Slow Cooker Corned Beef
Recipe Courtesy of Save A Lot Test Kitchen
Prep Time 10 minutes
Cook Time 4-5 hours on high power or 7-8 hours on low power
- 1 lb. red potatoes, halved (bout 4 medium size potatoes)
- 1 lb carrots, peeled and cut into 3-inch pieces (about 3-4 large carrots)
- 3- 3.5 lb. corned beef brisket flat cut with seasoning packet
- Water, as needed
- Green cabbage, cut into 6 wedges
- Place the potatoes and carrots in the bottom of a large (at least 6-quarts) slow cooker.

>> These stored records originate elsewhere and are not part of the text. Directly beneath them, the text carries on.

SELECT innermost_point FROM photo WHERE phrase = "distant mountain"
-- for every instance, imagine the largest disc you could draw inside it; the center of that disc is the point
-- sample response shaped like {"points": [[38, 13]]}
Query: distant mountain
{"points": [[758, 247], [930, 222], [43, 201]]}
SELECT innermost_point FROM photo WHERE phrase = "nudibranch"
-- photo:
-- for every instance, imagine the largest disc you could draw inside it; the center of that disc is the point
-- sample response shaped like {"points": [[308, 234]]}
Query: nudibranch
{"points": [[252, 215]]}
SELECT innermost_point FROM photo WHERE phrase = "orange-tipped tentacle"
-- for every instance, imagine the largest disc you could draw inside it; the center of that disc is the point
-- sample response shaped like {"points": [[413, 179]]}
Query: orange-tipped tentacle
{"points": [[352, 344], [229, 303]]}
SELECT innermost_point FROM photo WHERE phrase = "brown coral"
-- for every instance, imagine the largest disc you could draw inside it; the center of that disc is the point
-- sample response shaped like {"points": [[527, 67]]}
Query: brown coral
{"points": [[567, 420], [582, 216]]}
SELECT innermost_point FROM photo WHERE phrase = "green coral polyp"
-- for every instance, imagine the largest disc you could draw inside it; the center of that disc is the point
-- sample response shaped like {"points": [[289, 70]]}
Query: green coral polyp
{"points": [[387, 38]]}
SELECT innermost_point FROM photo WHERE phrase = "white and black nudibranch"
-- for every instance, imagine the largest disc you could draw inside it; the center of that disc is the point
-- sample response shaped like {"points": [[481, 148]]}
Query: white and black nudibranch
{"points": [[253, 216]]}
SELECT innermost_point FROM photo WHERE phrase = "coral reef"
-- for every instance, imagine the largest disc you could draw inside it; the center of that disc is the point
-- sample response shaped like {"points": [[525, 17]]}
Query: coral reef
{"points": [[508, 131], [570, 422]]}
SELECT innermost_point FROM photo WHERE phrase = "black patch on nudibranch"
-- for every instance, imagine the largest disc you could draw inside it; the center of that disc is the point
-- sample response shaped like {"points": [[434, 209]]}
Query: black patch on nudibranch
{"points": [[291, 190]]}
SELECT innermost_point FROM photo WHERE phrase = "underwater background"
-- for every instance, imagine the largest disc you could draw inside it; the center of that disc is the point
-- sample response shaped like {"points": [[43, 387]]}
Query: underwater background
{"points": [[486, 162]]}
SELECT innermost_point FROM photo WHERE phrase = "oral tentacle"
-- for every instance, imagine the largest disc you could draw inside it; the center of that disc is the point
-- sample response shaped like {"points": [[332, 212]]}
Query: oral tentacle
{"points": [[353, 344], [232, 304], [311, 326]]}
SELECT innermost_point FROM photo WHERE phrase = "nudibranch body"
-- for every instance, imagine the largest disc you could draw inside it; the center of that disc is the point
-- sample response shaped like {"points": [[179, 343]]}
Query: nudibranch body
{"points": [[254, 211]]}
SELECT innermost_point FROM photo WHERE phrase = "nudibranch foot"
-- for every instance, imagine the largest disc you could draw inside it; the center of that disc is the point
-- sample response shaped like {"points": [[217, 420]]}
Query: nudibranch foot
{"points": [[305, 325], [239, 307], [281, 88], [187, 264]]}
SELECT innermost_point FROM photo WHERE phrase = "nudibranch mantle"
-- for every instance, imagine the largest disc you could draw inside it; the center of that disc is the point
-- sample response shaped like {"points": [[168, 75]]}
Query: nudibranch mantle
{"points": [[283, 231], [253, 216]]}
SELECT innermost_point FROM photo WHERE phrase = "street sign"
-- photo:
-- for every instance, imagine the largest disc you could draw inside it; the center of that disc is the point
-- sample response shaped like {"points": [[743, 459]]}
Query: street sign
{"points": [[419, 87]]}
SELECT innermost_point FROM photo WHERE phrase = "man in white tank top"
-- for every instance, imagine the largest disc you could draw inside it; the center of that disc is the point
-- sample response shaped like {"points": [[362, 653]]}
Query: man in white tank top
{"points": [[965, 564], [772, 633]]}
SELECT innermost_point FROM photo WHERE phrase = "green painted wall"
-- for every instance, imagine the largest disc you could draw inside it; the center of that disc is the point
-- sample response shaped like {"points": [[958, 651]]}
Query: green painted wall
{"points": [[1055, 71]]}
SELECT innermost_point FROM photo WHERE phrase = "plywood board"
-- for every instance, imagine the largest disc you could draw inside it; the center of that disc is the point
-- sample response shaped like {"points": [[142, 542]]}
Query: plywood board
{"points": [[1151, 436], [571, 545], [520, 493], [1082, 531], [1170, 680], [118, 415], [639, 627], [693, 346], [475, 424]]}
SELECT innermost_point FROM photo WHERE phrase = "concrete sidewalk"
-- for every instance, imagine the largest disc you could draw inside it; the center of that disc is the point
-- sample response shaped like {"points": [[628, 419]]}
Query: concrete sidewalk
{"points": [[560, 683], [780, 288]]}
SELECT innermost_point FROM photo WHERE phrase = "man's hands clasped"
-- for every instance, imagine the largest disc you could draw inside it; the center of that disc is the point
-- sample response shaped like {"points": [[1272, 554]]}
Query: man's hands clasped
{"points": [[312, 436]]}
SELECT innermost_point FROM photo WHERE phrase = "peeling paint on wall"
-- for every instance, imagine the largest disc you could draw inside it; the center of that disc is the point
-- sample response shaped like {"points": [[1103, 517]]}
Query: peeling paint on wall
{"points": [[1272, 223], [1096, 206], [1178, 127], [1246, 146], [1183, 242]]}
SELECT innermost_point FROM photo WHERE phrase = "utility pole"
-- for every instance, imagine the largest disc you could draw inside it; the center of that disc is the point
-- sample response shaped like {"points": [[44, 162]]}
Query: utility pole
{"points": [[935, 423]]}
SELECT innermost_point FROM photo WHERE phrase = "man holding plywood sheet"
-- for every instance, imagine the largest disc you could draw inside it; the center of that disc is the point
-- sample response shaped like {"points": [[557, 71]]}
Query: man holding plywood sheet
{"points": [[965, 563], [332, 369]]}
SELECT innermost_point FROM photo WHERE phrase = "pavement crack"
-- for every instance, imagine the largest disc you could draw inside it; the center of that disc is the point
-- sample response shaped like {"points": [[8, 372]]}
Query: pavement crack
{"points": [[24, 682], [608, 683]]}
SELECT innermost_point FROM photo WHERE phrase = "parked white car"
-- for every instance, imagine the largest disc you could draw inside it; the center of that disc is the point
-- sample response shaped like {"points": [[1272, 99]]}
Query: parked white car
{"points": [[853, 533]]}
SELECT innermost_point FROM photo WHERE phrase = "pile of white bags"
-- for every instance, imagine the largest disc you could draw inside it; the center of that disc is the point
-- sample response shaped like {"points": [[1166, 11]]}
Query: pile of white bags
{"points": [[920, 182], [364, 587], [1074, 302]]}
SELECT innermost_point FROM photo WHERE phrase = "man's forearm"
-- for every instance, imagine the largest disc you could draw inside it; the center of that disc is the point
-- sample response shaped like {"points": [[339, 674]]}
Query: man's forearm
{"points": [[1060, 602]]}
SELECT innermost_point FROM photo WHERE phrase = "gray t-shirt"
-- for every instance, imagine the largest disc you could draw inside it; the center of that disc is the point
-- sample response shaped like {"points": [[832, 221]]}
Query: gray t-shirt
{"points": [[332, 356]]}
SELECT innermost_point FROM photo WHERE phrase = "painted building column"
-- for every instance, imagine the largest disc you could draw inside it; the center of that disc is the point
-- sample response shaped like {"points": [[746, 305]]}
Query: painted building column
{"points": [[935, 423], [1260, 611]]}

- Remove the corned beef and spice packet from the bag. Place the corned beef on top of the vegetables and sprinkle contents of spice packet into the slow cooker.
- Add enough water so that the corned beef is covered with water.
- Cook for 4-5 hours on high or 7-8 hours on low power; or until the internal temperature reaches 145 ° on a food thermometer.
- Remove meat from slow cooker and allow to rest for at least 20 minutes before slicing. For tender cuts, always slice against the grain of the meat.
- While meat is resting, carefully pour the cooking liquid from the slow cooker into a stove pot. Add the cabbage wedges and bring to a boil, reduce to a simmer and cook uncovered until cabbage is tender, about 10 minutes.